Namun, meskipun kontribusi teknologi penginderaan jauh sangat signifikan, tantangan tetap ada. Salah satu tantangan utama adalah kesenjangan antara resolusi data penginderaan jauh dan kebutuhan ekologis spesifik. Sebagai contoh, meskipun data TRMM memberikan gambaran pola curah hujan pada skala regional, resolusinya sering kali tidak mencukupi untuk menggambarkan proses hidrologi lokal seperti efek orografis yang berperan penting dalam distribusi spesies di pegunungan. Untuk mengatasi tantangan ini, diperlukan pendekatan integrasi data dari berbagai sumber, termasuk penginderaan jauh, pengukuran lapangan, dan model prediktif. Penggabungan data-data ini dapat memberikan pemahaman yang lebih holistik tentang bagaimana spesies dan ekosistem merespons perubahan lingkungan di berbagai skala.

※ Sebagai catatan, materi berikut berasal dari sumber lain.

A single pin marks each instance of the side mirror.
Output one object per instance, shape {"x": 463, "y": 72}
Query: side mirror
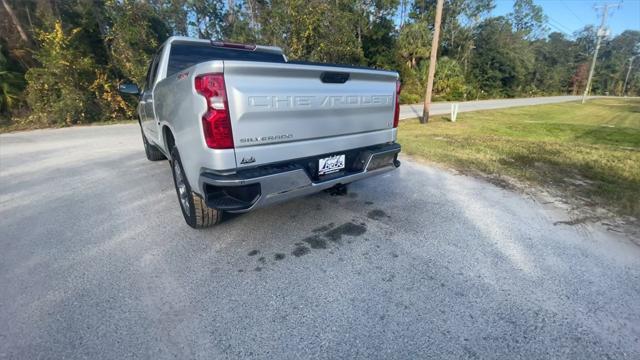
{"x": 131, "y": 89}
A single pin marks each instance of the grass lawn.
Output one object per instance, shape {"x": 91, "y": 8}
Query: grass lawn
{"x": 589, "y": 153}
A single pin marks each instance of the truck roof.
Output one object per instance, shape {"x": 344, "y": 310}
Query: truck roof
{"x": 186, "y": 40}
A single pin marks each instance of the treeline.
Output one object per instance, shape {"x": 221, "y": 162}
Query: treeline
{"x": 61, "y": 60}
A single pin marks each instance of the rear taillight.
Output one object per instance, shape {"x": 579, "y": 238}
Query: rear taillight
{"x": 396, "y": 114}
{"x": 216, "y": 123}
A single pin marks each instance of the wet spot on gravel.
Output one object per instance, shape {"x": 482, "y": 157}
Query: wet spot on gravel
{"x": 348, "y": 229}
{"x": 324, "y": 228}
{"x": 316, "y": 242}
{"x": 300, "y": 251}
{"x": 377, "y": 214}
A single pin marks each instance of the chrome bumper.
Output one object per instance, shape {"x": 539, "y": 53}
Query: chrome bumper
{"x": 289, "y": 184}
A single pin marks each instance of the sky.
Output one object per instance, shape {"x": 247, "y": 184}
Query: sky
{"x": 570, "y": 15}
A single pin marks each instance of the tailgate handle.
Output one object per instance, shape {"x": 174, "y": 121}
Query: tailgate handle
{"x": 334, "y": 77}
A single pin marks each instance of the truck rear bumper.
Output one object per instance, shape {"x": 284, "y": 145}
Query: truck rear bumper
{"x": 250, "y": 189}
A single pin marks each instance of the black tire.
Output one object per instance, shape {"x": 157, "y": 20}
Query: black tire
{"x": 152, "y": 152}
{"x": 196, "y": 213}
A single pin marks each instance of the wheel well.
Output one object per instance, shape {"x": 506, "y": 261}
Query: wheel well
{"x": 169, "y": 140}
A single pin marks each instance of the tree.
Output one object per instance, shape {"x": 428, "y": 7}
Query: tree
{"x": 528, "y": 19}
{"x": 11, "y": 84}
{"x": 58, "y": 91}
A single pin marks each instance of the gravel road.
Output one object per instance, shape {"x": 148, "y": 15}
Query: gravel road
{"x": 441, "y": 108}
{"x": 96, "y": 262}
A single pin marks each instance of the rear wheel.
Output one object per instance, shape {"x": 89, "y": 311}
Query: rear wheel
{"x": 152, "y": 152}
{"x": 196, "y": 213}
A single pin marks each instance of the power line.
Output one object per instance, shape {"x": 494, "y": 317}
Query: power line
{"x": 602, "y": 32}
{"x": 558, "y": 26}
{"x": 571, "y": 11}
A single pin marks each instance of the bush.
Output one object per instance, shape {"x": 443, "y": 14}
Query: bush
{"x": 58, "y": 91}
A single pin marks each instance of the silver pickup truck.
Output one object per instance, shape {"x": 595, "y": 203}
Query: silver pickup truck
{"x": 243, "y": 127}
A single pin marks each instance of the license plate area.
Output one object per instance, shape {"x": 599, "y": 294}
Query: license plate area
{"x": 331, "y": 164}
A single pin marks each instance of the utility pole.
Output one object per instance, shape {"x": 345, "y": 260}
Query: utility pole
{"x": 602, "y": 32}
{"x": 432, "y": 63}
{"x": 626, "y": 78}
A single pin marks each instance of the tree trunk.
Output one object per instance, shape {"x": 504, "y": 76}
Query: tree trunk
{"x": 16, "y": 21}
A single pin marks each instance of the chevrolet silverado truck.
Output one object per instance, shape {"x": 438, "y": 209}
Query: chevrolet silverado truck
{"x": 243, "y": 127}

Lebih jauh lagi, di era Anthropocene, pemantauan keanekaragaman hayati harus mampu menangkap dinamika jangka panjang, termasuk keterlambatan respons ekosistem terhadap tekanan lingkungan. Teknologi seperti MODIS dan TRMM menyediakan data temporal yang mencakup beberapa dekade, yang dapat digunakan untuk mendeteksi perubahan bertahap dalam pola distribusi spesies. Sebagai contoh, data MODIS tentang suhu permukaan dapat digunakan untuk melacak pergeseran habitat spesies akibat perubahan iklim selama dua dekade terakhir. Demikian pula, data TRMM dapat membantu mengidentifikasi pola migrasi spesies yang berkaitan dengan anomali curah hujan jangka panjang. Dengan memahami keterlambatan respons ini, pengelolaan ekosistem dapat dirancang untuk memanfaatkan “jendela peluang” guna memitigasi dampak negatif perubahan lingkungan.

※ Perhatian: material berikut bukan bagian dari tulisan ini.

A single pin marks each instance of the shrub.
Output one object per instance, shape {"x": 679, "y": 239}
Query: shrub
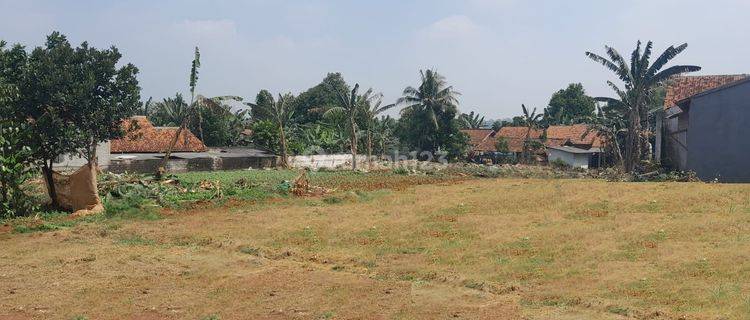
{"x": 16, "y": 168}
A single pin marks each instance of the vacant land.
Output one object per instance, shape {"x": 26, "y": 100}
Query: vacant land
{"x": 476, "y": 249}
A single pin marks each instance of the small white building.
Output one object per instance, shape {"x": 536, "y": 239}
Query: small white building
{"x": 574, "y": 157}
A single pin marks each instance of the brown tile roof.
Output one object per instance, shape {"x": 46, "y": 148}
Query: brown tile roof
{"x": 682, "y": 87}
{"x": 556, "y": 136}
{"x": 480, "y": 139}
{"x": 516, "y": 136}
{"x": 574, "y": 134}
{"x": 146, "y": 138}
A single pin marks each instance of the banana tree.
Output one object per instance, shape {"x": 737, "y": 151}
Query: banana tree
{"x": 349, "y": 105}
{"x": 640, "y": 78}
{"x": 532, "y": 122}
{"x": 372, "y": 107}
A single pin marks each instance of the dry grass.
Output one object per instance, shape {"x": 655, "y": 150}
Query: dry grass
{"x": 538, "y": 249}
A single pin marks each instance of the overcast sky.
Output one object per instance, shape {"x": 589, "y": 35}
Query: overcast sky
{"x": 497, "y": 53}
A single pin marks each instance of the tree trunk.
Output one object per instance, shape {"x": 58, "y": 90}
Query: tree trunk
{"x": 369, "y": 150}
{"x": 51, "y": 191}
{"x": 284, "y": 156}
{"x": 162, "y": 166}
{"x": 526, "y": 152}
{"x": 354, "y": 144}
{"x": 633, "y": 141}
{"x": 200, "y": 126}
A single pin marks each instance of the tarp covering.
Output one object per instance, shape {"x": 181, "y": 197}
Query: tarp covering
{"x": 78, "y": 192}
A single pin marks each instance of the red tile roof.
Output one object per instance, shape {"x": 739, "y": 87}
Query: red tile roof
{"x": 480, "y": 139}
{"x": 516, "y": 136}
{"x": 682, "y": 87}
{"x": 556, "y": 136}
{"x": 575, "y": 135}
{"x": 146, "y": 138}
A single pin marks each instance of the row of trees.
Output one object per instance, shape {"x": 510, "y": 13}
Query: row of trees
{"x": 333, "y": 114}
{"x": 625, "y": 121}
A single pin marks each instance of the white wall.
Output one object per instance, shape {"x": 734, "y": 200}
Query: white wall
{"x": 575, "y": 160}
{"x": 325, "y": 161}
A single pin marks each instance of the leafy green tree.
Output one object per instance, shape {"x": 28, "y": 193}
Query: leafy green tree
{"x": 266, "y": 135}
{"x": 263, "y": 102}
{"x": 310, "y": 105}
{"x": 371, "y": 109}
{"x": 569, "y": 106}
{"x": 46, "y": 102}
{"x": 321, "y": 136}
{"x": 69, "y": 99}
{"x": 106, "y": 96}
{"x": 498, "y": 124}
{"x": 16, "y": 169}
{"x": 384, "y": 135}
{"x": 350, "y": 105}
{"x": 531, "y": 120}
{"x": 170, "y": 112}
{"x": 17, "y": 166}
{"x": 471, "y": 121}
{"x": 281, "y": 113}
{"x": 428, "y": 119}
{"x": 640, "y": 78}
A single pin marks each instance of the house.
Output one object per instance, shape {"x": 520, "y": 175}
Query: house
{"x": 575, "y": 145}
{"x": 483, "y": 145}
{"x": 143, "y": 137}
{"x": 142, "y": 150}
{"x": 713, "y": 130}
{"x": 673, "y": 134}
{"x": 574, "y": 157}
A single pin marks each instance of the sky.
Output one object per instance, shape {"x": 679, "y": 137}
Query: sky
{"x": 497, "y": 53}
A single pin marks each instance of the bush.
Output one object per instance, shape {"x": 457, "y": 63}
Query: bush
{"x": 559, "y": 164}
{"x": 16, "y": 168}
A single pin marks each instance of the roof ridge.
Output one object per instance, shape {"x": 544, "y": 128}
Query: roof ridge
{"x": 713, "y": 75}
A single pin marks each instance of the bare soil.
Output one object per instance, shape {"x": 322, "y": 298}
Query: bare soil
{"x": 479, "y": 249}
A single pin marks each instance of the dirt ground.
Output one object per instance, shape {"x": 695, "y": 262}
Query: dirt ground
{"x": 480, "y": 249}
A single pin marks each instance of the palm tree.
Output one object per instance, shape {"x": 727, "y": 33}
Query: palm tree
{"x": 372, "y": 107}
{"x": 383, "y": 133}
{"x": 471, "y": 120}
{"x": 640, "y": 79}
{"x": 433, "y": 99}
{"x": 169, "y": 111}
{"x": 531, "y": 122}
{"x": 349, "y": 106}
{"x": 281, "y": 112}
{"x": 610, "y": 124}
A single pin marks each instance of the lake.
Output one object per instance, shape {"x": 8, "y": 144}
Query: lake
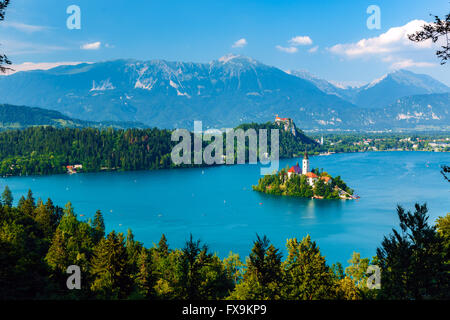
{"x": 218, "y": 206}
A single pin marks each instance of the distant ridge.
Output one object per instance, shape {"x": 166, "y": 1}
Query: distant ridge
{"x": 19, "y": 117}
{"x": 222, "y": 93}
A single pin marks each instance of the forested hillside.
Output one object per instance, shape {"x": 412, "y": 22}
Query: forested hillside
{"x": 38, "y": 241}
{"x": 48, "y": 150}
{"x": 20, "y": 117}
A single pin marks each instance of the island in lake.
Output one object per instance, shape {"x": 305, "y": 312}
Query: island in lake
{"x": 303, "y": 182}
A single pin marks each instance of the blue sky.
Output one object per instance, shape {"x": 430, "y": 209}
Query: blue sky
{"x": 326, "y": 38}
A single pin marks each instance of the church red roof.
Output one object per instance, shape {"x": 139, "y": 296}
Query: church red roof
{"x": 311, "y": 175}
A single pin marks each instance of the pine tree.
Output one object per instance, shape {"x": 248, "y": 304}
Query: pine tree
{"x": 411, "y": 261}
{"x": 57, "y": 257}
{"x": 307, "y": 277}
{"x": 44, "y": 218}
{"x": 98, "y": 226}
{"x": 145, "y": 279}
{"x": 109, "y": 268}
{"x": 263, "y": 277}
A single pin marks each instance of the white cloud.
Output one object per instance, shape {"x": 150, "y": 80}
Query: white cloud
{"x": 300, "y": 41}
{"x": 91, "y": 46}
{"x": 240, "y": 43}
{"x": 406, "y": 63}
{"x": 28, "y": 28}
{"x": 287, "y": 49}
{"x": 393, "y": 40}
{"x": 313, "y": 49}
{"x": 28, "y": 66}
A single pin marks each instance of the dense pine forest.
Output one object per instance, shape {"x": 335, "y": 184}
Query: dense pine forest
{"x": 38, "y": 241}
{"x": 48, "y": 150}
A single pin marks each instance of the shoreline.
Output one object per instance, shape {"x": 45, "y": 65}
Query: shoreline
{"x": 209, "y": 166}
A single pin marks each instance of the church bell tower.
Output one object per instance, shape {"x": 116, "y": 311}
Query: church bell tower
{"x": 305, "y": 168}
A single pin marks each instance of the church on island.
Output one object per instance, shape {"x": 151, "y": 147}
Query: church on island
{"x": 311, "y": 177}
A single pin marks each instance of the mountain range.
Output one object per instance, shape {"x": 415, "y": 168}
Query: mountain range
{"x": 226, "y": 92}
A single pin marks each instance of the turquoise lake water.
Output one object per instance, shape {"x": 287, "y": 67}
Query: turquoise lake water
{"x": 218, "y": 206}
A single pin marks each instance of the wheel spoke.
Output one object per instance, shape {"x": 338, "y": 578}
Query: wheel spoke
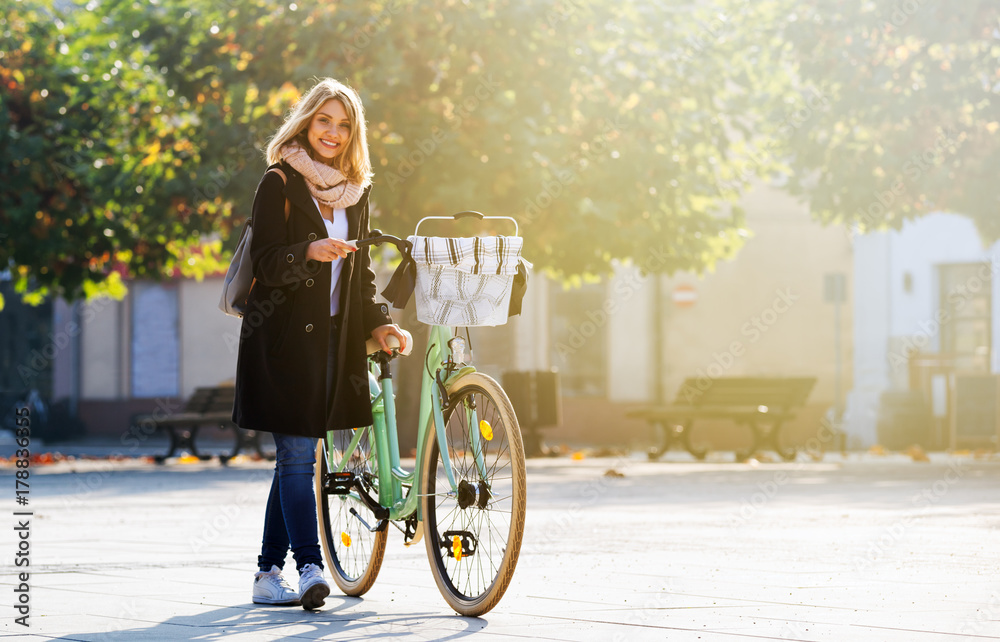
{"x": 483, "y": 461}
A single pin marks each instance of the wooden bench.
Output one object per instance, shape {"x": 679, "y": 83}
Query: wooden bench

Di sisi lain, keberlanjutan ekosistem terestrial juga sangat bergantung pada kemampuan kita untuk memahami interaksi kompleks antara faktor lingkungan dan spesies. Teknologi seperti LiDAR membuka peluang baru dalam memahami dinamika struktur ekosistem, termasuk hubungan antara kerapatan vegetasi, keanekaragaman spesies, dan layanan ekosistem. Misalnya, dalam konteks perubahan penggunaan lahan, LiDAR dapat digunakan untuk memantau dampak fragmentasi habitat terhadap spesies yang membutuhkan koridor ekologi untuk migrasi. Data ini menjadi sangat penting dalam desain kawasan konservasi yang lebih efektif, yang tidak hanya mempertimbangkan distribusi spesies saat ini tetapi juga proyeksi distribusi di masa depan.

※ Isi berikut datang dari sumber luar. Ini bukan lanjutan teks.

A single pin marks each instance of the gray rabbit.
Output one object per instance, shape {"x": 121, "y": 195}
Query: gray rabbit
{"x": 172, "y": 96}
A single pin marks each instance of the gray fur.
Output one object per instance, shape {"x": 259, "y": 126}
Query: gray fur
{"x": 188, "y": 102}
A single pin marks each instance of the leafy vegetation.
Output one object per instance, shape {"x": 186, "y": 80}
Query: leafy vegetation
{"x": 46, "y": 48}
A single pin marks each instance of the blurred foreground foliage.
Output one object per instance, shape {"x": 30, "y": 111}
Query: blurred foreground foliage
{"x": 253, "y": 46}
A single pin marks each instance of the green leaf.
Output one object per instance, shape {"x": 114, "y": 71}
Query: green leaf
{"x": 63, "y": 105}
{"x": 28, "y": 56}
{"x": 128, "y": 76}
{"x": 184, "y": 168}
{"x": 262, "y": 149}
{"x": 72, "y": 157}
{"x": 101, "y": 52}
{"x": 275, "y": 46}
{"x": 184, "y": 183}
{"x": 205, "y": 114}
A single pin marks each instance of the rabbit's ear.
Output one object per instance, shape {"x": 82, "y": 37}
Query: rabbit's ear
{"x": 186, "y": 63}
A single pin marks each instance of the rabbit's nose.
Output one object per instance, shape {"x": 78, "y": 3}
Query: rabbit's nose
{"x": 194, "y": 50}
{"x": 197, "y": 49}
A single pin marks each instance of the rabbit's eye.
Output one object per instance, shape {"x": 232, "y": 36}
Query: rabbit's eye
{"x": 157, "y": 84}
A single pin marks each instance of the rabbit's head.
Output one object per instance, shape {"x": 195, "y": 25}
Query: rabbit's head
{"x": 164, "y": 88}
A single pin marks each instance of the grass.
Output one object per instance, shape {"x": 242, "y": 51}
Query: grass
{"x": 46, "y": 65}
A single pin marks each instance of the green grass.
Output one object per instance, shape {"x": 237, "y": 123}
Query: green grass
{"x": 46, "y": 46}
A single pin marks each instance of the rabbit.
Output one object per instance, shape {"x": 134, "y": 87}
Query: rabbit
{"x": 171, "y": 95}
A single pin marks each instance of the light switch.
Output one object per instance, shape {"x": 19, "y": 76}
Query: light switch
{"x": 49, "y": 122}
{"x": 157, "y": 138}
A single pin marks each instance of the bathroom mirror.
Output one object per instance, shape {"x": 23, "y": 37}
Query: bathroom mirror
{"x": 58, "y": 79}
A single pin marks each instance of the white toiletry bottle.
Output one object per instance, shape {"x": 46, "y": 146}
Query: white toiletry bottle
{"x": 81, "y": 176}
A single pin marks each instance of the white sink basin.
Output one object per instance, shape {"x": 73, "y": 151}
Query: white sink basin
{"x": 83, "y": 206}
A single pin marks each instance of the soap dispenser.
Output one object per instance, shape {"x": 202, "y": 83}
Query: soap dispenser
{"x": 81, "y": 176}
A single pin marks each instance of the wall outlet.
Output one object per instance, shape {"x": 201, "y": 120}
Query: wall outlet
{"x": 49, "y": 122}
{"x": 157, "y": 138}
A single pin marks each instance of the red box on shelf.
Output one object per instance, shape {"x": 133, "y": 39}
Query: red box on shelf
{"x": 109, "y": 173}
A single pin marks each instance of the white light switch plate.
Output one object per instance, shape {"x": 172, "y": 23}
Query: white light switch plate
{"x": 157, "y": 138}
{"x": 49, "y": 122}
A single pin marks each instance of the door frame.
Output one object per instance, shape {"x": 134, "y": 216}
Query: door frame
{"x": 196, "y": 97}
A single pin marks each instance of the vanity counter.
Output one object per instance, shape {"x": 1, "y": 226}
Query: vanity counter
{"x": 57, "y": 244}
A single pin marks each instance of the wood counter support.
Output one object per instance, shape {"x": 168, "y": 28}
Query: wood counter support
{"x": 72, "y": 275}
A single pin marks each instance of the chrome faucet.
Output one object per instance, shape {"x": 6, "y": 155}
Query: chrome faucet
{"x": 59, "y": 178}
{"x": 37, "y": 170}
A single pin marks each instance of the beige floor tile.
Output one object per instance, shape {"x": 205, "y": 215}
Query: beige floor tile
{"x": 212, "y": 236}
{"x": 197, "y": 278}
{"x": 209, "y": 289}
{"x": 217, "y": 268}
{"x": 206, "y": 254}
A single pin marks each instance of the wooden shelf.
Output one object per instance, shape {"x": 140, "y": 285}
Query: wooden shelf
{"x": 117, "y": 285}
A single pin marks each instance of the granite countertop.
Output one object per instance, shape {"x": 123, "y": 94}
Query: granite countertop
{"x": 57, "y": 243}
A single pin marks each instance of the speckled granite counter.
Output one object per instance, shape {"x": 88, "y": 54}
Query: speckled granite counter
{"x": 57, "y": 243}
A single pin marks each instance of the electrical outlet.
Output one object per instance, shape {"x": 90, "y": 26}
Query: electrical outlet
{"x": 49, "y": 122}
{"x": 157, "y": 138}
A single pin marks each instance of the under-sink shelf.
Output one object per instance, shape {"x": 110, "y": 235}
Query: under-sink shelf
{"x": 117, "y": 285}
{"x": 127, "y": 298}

Integrasi teknologi penginderaan jauh ke dalam SDMs juga menawarkan peluang besar untuk mendukung pembangunan berkelanjutan. Dalam kerangka SDG 15, data penginderaan jauh dapat digunakan untuk mengevaluasi efektivitas kebijakan konservasi dan mengidentifikasi prioritas tindakan. Sebagai contoh, penggunaan data MODIS untuk memantau tutupan hutan dapat memberikan informasi real-time tentang keberhasilan inisiatif reforestasi, sementara data LiDAR dapat digunakan untuk mengevaluasi perubahan struktur hutan akibat pengelolaan hutan yang berkelanjutan. Teknologi ini juga memungkinkan pelacakan dampak kebijakan pada skala lokal hingga global, yang sangat penting dalam konteks perubahan iklim dan tekanan antropogenik.